In the alternative, articles for which the marking of the containers will reasonably indicate the country of origin of the article can be excepted from country of origin marking under 19 U.S.C. 1304(a)(3)(D) and 19 CFR 134.32(d). Because the imported components of the sphygmomanometer will be taken out of the containers in which they are imported so that they may be assembled together, and they will be repacked into a new container after assembly (i.e., the polybag), 19 CFR 134.34 is applicable. Section 134.34 Customs Regulations (19 CFR 134.34), provides that an exception may be authorized in the discretion of the district director under 19 CFR 134.32(d) for imported articles which are to be repacked after release from Customs custody under the following conditions: (1) The containers in which the articles are repacked will indicate the origin of the articles to an ultimate purchaser in the U.S.; (2) The importer arranges for supervision of the marking of the containers by Customs officers at the importer's expense or to secure such verification, as may be necessary by certification and the submission of a sample or otherwise, of the marking prior to liquidation of the entry.
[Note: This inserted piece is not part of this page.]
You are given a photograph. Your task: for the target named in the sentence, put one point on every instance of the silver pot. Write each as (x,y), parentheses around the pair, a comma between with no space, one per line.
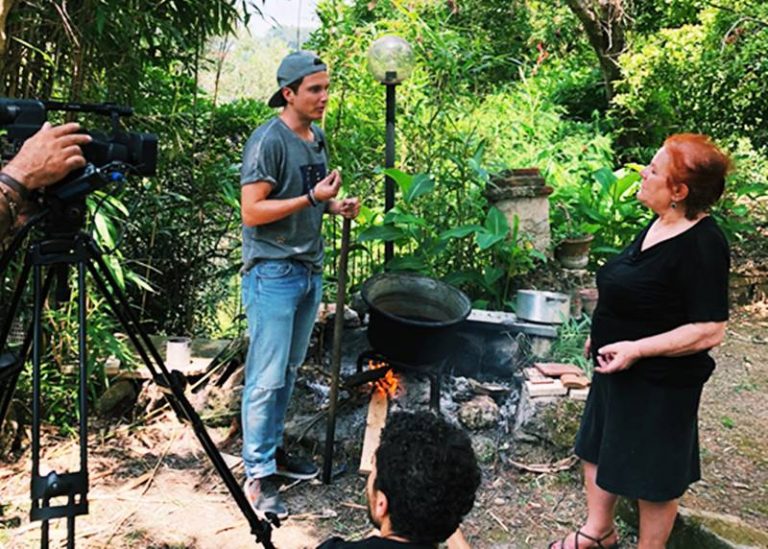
(545,307)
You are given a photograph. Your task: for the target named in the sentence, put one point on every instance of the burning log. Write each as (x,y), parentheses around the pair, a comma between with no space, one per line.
(384,387)
(377,417)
Accordingly, the individual components of the sphygmomanometer can be excepted from marking provided the Customs officials at the port of importation are satisfied that the polybag in which the assembled components will be sold to the ultimate purchaser is properly marked to indicate the country of origin of the components comprising the sphygmomanometer, and the requirements of 19 CFR 134.34 are followed.


On the basis of the information submitted, we find that the imported components are not substantially transformed by the assembly performed in the U.S. Accordingly, each individual imported component of the sphygmomanometer is required to be marked with its country of origin. In the alternative, the polybag, in which the sphygmomanometer is sold to the ultimate purchaser, can be marked to indicate the country of origin of the components contained in the sphygmomanometer provided the district director at the port of entry is satisfied that the assembled components of the sphygmomanometers will be sold only in a properly marked container, and the other provisions of 19 CFR 134.34 are followed. The listing of the country of origin of a particular component in the alternative on the polybag is not appropriate.

A copy of this ruling letter should be attached to the entry documents filed at the time the goods are entered. If the documents have been filed without a copy, this ruling should be brought to the attention of the Customs officer handling the transaction.